To the Jews, the infernal regions were ablaze with Gehenna, a river of fire, although the name was often applied to the whole area. The concept of Hell as a fiery pit, so beloved of medieval theologians and witch-hunters, actually originated in ancient Egyptian wall paintings of `the wicked' being consumed by fire, although in fact these tormented souls were not meant to represent human sinners, but elemental spirits, enemies of the sun god Atum.31 However, that religion never laid any emphasis on eternal punishment for sin, the afterlife being instead a sort of assault course of monsters and demons that could be overcome with the right spells.
Although Egyptians spent their entire lives, and often their fortunes, trying to escape death - which they called `an abomination' - an essential aspect of their belief was that the dying-andrising god Osiris had saved humanity from death through the process of rebirth.
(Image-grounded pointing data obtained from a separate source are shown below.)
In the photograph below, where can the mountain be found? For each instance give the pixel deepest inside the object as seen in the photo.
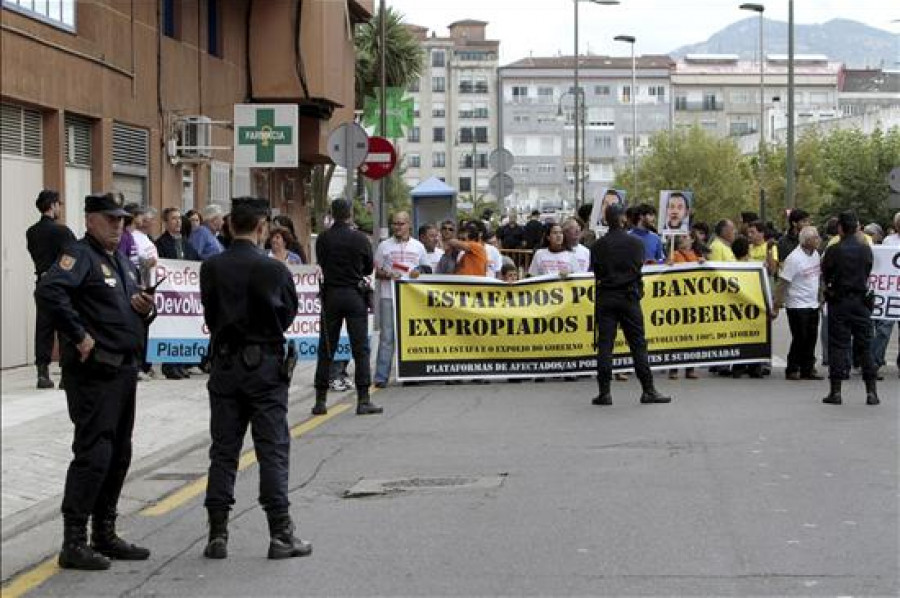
(853, 43)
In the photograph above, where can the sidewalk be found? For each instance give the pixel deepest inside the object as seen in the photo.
(172, 420)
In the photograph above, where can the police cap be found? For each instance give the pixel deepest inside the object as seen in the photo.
(110, 204)
(254, 206)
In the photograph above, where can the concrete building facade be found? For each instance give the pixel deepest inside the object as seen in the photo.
(456, 109)
(131, 96)
(538, 123)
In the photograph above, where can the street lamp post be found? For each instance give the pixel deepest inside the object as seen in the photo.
(630, 39)
(579, 182)
(759, 8)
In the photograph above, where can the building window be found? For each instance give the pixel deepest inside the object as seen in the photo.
(59, 13)
(214, 28)
(171, 15)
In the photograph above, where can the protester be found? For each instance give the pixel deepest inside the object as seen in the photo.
(845, 272)
(394, 258)
(616, 261)
(94, 297)
(46, 240)
(554, 258)
(797, 290)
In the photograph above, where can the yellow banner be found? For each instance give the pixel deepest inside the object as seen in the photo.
(454, 327)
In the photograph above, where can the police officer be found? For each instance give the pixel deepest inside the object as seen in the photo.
(345, 256)
(46, 240)
(249, 300)
(845, 272)
(616, 260)
(93, 295)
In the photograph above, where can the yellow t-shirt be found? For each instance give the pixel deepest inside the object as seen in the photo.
(720, 252)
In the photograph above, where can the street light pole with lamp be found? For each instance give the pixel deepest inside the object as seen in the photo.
(759, 8)
(579, 182)
(630, 39)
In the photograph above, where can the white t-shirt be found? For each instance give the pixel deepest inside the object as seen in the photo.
(400, 257)
(431, 259)
(547, 262)
(495, 260)
(583, 257)
(802, 271)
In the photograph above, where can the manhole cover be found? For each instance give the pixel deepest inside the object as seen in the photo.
(416, 484)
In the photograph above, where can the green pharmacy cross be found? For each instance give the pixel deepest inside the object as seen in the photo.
(399, 112)
(265, 135)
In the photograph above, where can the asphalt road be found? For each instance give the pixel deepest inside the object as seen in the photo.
(739, 487)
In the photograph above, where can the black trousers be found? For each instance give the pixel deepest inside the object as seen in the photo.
(43, 338)
(238, 397)
(101, 405)
(623, 308)
(344, 304)
(849, 324)
(804, 325)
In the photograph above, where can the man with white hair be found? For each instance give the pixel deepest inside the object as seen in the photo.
(797, 290)
(204, 238)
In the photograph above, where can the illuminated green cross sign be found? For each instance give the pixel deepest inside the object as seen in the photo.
(265, 135)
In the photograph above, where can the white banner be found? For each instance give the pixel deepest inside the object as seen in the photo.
(179, 334)
(885, 282)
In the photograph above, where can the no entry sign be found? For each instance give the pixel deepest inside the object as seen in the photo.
(381, 159)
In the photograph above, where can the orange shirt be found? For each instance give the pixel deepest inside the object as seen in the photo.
(474, 260)
(682, 256)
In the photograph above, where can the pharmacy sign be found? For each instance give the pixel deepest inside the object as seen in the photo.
(265, 135)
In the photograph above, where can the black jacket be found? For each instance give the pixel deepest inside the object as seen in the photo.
(248, 297)
(88, 290)
(46, 239)
(168, 248)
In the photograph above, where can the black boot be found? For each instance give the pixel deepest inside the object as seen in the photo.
(605, 396)
(365, 406)
(320, 408)
(872, 392)
(217, 544)
(834, 397)
(75, 553)
(105, 541)
(44, 380)
(650, 394)
(283, 543)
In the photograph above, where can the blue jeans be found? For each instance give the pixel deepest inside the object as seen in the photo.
(385, 358)
(880, 340)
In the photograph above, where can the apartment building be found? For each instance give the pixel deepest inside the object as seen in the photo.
(138, 97)
(720, 92)
(456, 108)
(538, 122)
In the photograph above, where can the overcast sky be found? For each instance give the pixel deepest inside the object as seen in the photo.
(545, 27)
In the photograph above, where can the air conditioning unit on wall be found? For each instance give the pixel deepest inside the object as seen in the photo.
(196, 137)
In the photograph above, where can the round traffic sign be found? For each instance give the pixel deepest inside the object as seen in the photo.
(381, 159)
(348, 145)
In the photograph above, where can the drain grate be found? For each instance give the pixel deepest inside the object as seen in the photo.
(420, 484)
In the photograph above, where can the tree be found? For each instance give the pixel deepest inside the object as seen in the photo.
(693, 160)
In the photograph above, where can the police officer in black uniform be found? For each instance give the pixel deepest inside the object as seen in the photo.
(845, 272)
(46, 240)
(616, 260)
(94, 297)
(345, 256)
(249, 300)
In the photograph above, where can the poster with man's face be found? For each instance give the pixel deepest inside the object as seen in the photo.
(606, 198)
(675, 212)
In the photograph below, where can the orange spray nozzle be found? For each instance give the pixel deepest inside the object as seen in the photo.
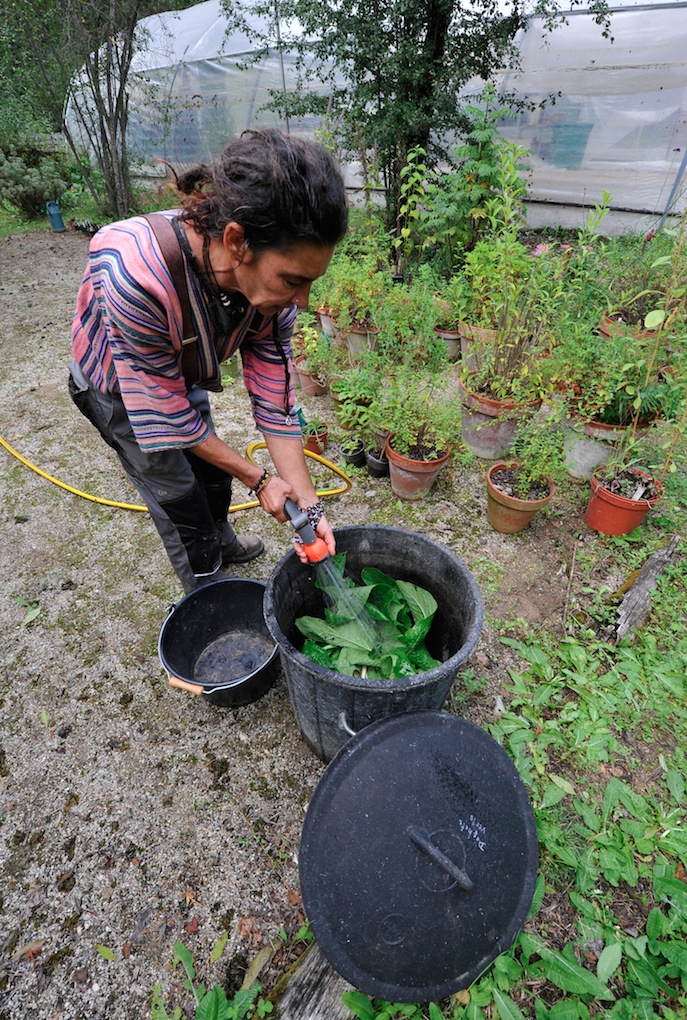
(314, 547)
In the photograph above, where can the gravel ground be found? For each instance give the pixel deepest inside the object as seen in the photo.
(133, 815)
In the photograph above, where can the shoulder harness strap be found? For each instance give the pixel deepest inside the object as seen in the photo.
(171, 252)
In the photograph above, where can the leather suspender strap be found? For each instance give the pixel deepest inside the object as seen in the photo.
(171, 252)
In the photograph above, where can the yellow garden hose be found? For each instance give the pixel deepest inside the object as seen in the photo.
(258, 445)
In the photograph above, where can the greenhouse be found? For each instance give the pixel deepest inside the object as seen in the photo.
(619, 121)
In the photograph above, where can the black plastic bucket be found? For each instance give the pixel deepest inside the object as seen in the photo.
(215, 643)
(328, 706)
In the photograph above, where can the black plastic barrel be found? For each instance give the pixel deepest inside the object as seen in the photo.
(328, 706)
(215, 643)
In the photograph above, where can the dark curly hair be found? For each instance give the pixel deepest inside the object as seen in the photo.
(280, 189)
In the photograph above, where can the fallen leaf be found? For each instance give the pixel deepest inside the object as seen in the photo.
(30, 950)
(190, 898)
(257, 965)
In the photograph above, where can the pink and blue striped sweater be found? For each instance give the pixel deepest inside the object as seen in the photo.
(126, 338)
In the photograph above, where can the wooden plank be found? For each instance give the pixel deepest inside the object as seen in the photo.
(635, 606)
(313, 990)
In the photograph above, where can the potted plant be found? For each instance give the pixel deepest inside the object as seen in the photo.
(353, 450)
(517, 490)
(406, 324)
(355, 288)
(526, 298)
(353, 392)
(452, 303)
(315, 432)
(421, 427)
(311, 357)
(626, 489)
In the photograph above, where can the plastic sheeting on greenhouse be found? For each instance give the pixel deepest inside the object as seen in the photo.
(620, 121)
(191, 89)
But in the West, the concept of Hell has long proved useful to keep the vulnerable in terror of God. Although this subject will be discussed in detail later, the following extract from the nineteenth century Father Furniss' Sight of Hell, an improving tract for young people, will suffice to convey these sadistic fantasies:
Of two little maids of sixteen, one cared only for dress, and went to a dancing school, and dared to disport in the park on Sunday instead of going to mass: the little maid stands now, and forever will stand, with bare feet upon a red-hot floor. The other walked through the streets at nights and did very wicked things; now she utters shrieks of agony in a burning oven. A very severe torment - immersion up to the neck in a boiling kettle - agitates a boy who kept bad company, and was too idle to go to mass, and a drunkard; avenging flames now issue from his ears. For like indecencies, the blood of a girl, who went to the theatre, boils in her veins; you can hear it boil, and her marrow is seething in her bones and her brain bubbles in her head. `Think,' says the compassionate father, `what a headache that girl must have!'32
Surely no comment is necessary.
As we shall see in a later chapter, some of the worst excesses of hellish punishments were invented by patriarchal societies to terrorize women. Barbara Walker notes, for example, that in this male-dominated Hell:
Women who scolded would be forced to lick hot stoves with their tongues. Women who showed disloyalty to men would be hung up by one leg, while scorpions, snakes, ants and worms dug their way in and out of their bodies 33
`Disloyalty to men' is a conveniently loose term open to a wide variety of interpretations.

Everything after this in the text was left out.